The nature of ordinary consciousness:
  1. Ordinary state of consciousness is not natural or given.
  2. Most of our lives are spent in consensus reality made by our culture.
  3. Consciousness, not our sense organs, is really our origin of perception, and one way to begin to see the arbitrariness of our consciousness is to apply the assumption that order of consciousness is somehow natural or given to the perceptual situation.
  4. Most of us deal with this agreement by simply assuming that those who disagree with us or wrong, but our own perceptions and consciousness are the standard of normality and righteousness, and that other people cannot observe or think well and / or are lying, evil, or mentally ill.
  5. Perception can be highly selective and filtered.
  6. Unknown information passes right through the mind without making a match.
  7. Enculturation
    1. The culture trains in you what is "good", "holy", "natural", and what is "bad", "evil", "unnatural." They reward you for the good and punish you for the bad.
    2. The culture you live in thinks its culture is the best, and other cultures are bad.
    3. Stages of culturation
      1. Infancy
        1. A person's innate learning capacity may be highest of all in infancy, for the infant has to learn to construct the consensus reality of his culture.
        2. The structuring / programming of our consciousness that takes place in early infancy is probably the most persistent and most implicit of all the programming and learning, for at that time we have no other framework to compare it with.
      2. Childhood
        1. Attained a basic membership in the consensus reality of his culture but not complete his consciousness is shaped to fit consensus reality is through the medium of language.
      3. Adolescence
        1. Very much a member of the consensus reality of his culture: his  ordinary state of consciousness is well adapted to fit into it.
        2. A fair degree of control over his physical environment.
      4. Adulthood
        1. Full-fledged members of the consensus reality: they both maintain it through their interaction with their peers and are shaped by and by parts of it.

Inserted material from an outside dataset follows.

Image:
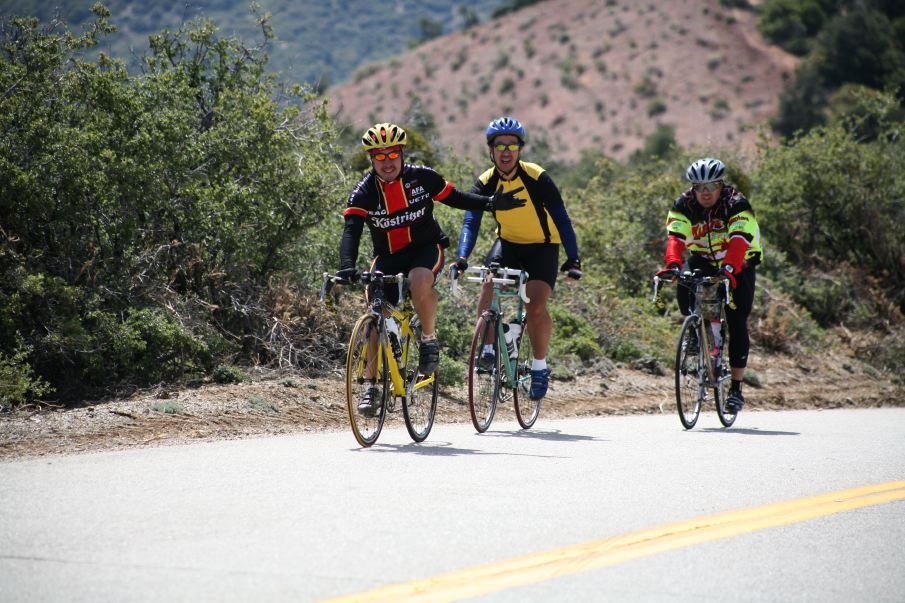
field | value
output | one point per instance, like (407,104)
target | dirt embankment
(291,403)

        2. Because of the power over physical reality given them by their consensus reality state of consciousness, adults are the most free; yet, because they are the most thoroughly indoctrinated in consensus reality, they are the most bound.
      5. Senescence
        1. Potentials deteriorating, breakdown may alter the structure.
        2. To old to participate actively in the affairs of his culture.

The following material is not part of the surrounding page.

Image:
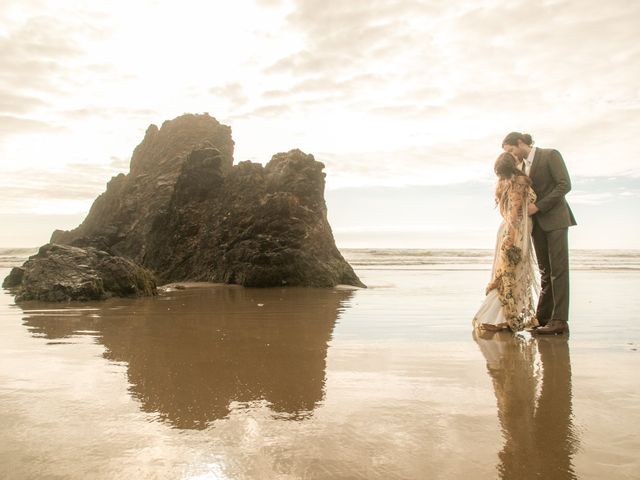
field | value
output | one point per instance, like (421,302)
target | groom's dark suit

  8. The complexity of consciousness.
    1. Mental
      1. Cognitive experience
      2. Philosophies and world views
      3. (Implicit) beliefs
      4. Perceptual learning, conditionings, language structure, and a priori categories.
    2. Emotional
      1. Emotional experience
      2. Likes and dislikes
      3. Defense mechanisms in unconscious complexes.
      4. Pleasure-pain conditioning and instincts.
    3. Bodily
      1. Bodily experience
      2. Complex skills and style of movement.

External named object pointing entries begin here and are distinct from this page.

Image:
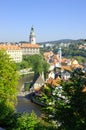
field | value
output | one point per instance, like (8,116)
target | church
(31,47)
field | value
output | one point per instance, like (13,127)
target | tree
(8,84)
(68,106)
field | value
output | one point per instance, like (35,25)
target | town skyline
(52,20)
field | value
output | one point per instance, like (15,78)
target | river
(24,104)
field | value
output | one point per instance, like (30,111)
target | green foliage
(68,106)
(8,84)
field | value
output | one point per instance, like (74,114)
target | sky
(51,19)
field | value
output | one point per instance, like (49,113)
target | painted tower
(60,56)
(32,38)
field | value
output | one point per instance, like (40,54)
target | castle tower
(32,38)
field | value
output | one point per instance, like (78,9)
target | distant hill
(63,41)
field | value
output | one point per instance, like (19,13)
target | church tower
(32,38)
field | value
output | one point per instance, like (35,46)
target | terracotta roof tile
(27,45)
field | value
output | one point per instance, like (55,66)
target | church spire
(32,38)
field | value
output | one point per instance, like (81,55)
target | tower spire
(32,38)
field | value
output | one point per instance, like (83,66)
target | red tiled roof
(27,45)
(9,47)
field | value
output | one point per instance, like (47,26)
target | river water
(24,104)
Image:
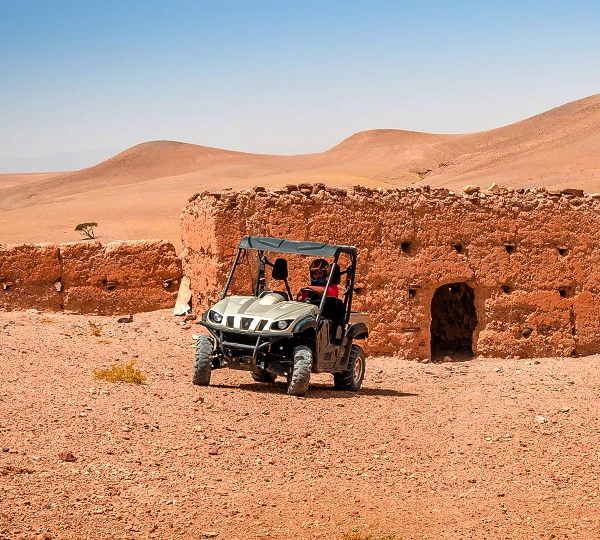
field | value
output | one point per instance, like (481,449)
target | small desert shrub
(87,229)
(116,373)
(96,329)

      3. Chronic muscle sets and posture.
      4. Reflexes, instincts, and simple motor patterns.
    4. Combination of one or two
Discrete states of consiousness:
  1. Mapping experiences
    1. Types of consciousness
      1. Ordinary consciousness
        1. Low ability to hallucinate.
        2. High rationality
      2. REM dreaming
        1. High ability to hallucinate.
        2. Low rationality
      3. Lucid dreaming
        1. High ability to hallucinate.
        2. High rationality
  2. Definition
    1. A unique configuration or system of psychological structures or subsystems.
    2. To understand a discrete states of consciousness, we must grasp the nature of the parts, psychological o structures/subsystems that compose it, and we must take into account the Gestalt properties that arise from the overall system-- that  properties that aren't an obvious result of their functioning of the parts.
  3. Discreteness of states of consciousness
    1. It's immediate experiential basis is usually Gestalt pattern recognition.
    2. There has been little or no mapping of the transition from the baseline state of consciousness to the altered state.
    3. Ego states during sleep.
      1. Intact ego state
        1. Filtered consensus reality well, and there was little or no feelings of loss of reality contact.
      2. Destructuralized ego state
        1. Content was bizarre.
        2. Reality contact was impaired or lost.
      3. Restructuralized ego state
        1. Contact with reality was lost.
        2. Contact was plausible by consensus reality standards.
    4. Many of the structures we deal with in our conscious, as constructed in our personal growth, or not ultimate structures but compound ones peculiar to our culture, personality, and belief systems.
Stabilization of a state of consciousness:
  1. Loading stabilization- keeping a person's conscious busy with desired types of activities so that too little (attention/awareness) energy is left over to allow disruption of the system's operation.
    1. Types of loadings
      1. Physical laws
      2. Your body (and your internalized body image)
      3. Body movement
      4. Thinking
  2. Negative feedback stabilization- such as anxiety or fear.
  3. Positive feedback stabilization
  4. Limiting stabilization
    1. Tranquilizing drugs
    2. Emotions
Induction of Altered States:
  1. General principles
    1. Induction operations
      1. Disruptive enough stabilizing processes to a great enough extent that the baseline pattern of consciousness cannot maintain its integrity.
      2. Apply patterning forces stimuli that then pushes disrupted psychological functioning toward the new pattern of the desired altered state of consciousness.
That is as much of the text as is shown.